The artist gives a lecture about his or her work and offers a demonstration of the creative process behind the work. Each student who participates in the creation of the edition is gifted with one of the created prints.

The Matrix Program is beneficial to the visiting artist through the promotion of their work. Additionally, it is a valuable experience for the printmaking students to expand their knowledge of the printing processes and foster a collaborative energy with fellow artists.

Many of these Matrix prints are available to be viewed by the public in the Hagger foyer as well as in the foyer of the Beatrice M. Haggerty Gallery.
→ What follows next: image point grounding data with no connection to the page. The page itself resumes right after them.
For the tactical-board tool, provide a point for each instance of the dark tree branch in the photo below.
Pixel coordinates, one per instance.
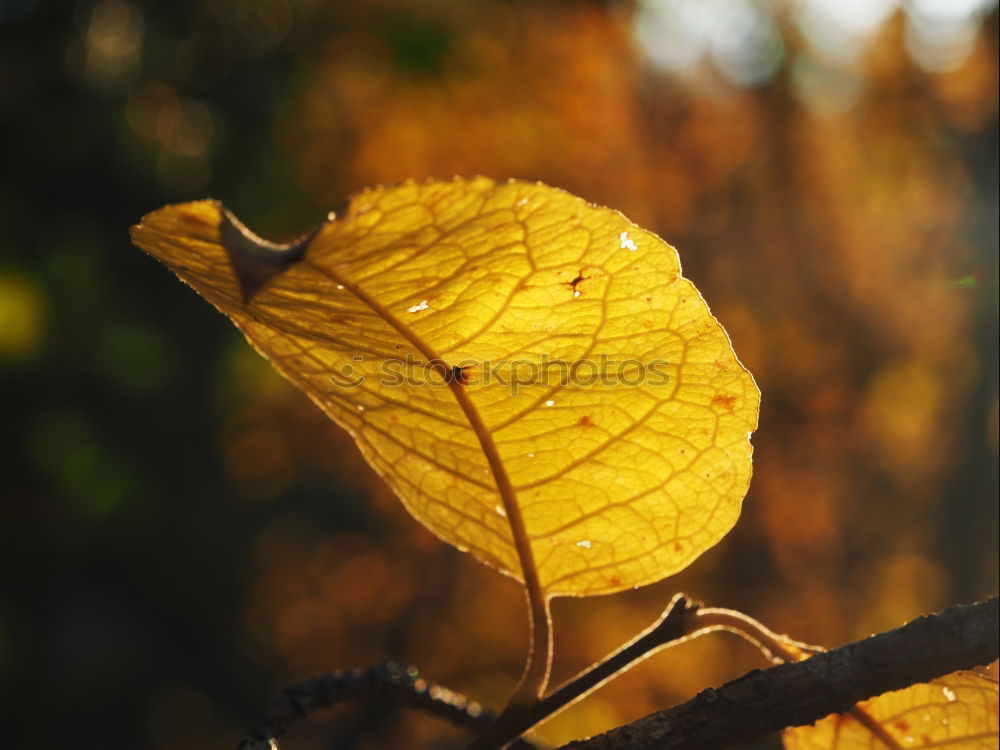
(382, 682)
(803, 692)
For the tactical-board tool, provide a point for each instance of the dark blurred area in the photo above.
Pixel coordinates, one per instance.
(183, 534)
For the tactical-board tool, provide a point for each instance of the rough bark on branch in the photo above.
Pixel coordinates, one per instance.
(799, 693)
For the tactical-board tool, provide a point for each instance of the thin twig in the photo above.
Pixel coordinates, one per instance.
(805, 691)
(385, 681)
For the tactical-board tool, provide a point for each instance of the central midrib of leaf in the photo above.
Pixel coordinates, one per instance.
(504, 486)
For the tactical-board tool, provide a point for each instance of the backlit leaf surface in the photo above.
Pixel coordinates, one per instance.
(958, 712)
(619, 483)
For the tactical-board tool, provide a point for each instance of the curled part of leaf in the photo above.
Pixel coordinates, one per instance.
(502, 349)
(958, 712)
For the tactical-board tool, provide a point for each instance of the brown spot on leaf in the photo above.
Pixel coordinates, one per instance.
(255, 260)
(460, 375)
(577, 280)
(726, 402)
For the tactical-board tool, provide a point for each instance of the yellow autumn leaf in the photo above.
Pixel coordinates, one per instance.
(957, 711)
(505, 355)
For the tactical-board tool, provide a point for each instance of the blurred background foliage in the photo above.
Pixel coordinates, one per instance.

This spring semester, UD’s Printmaking Department is hosting printmaker Althea Murphy-Price for the Matrix Program. The printmaking process that Murphy-Price uses during Matrix is called photolithography.

This is a process similar to lithography, which challenges the concept of the immiscibility of oil and water. During photolithography, an image is etched onto a plate by light exposure. The surface of the plate plays a key role in the creation of the print as well as in the statement of Murphy-Price’s work. During the printing process, the surface of the plate must remain damp in order for the etched areas of the plate to receive the ink, rather than the unetched areas.

Murphy-Price’s work illustrates this idea of surface, as it reflects “both our interior and exterior perception of ourselves and others dictate how we exist in the world.” Among those in the printmaking world, Murphy-Price is a very well-known figure.

“Althea Murphy-Price is one of those big printmaking names … so it was surreal to have her here at UD,”said senior printmaking student Molly McNab. “My printing experience with Althea was exceptional, and I enjoyed being able to learn about and participate in her process.”

Graduate and undergraduate students had the opportunity to meet with Murphy-Price one-on-one for a personal discussion about her work.

“Being able to talk with her one-on-one about her work and what she is achieving through printmaking was amazing,” McNab added.

Learning about how another artist creates their work inspires everyone present during the Matrix program. These artists bring in new perspectives and techniques to creating art, and printmaking students always look forward to the next Matrix artist.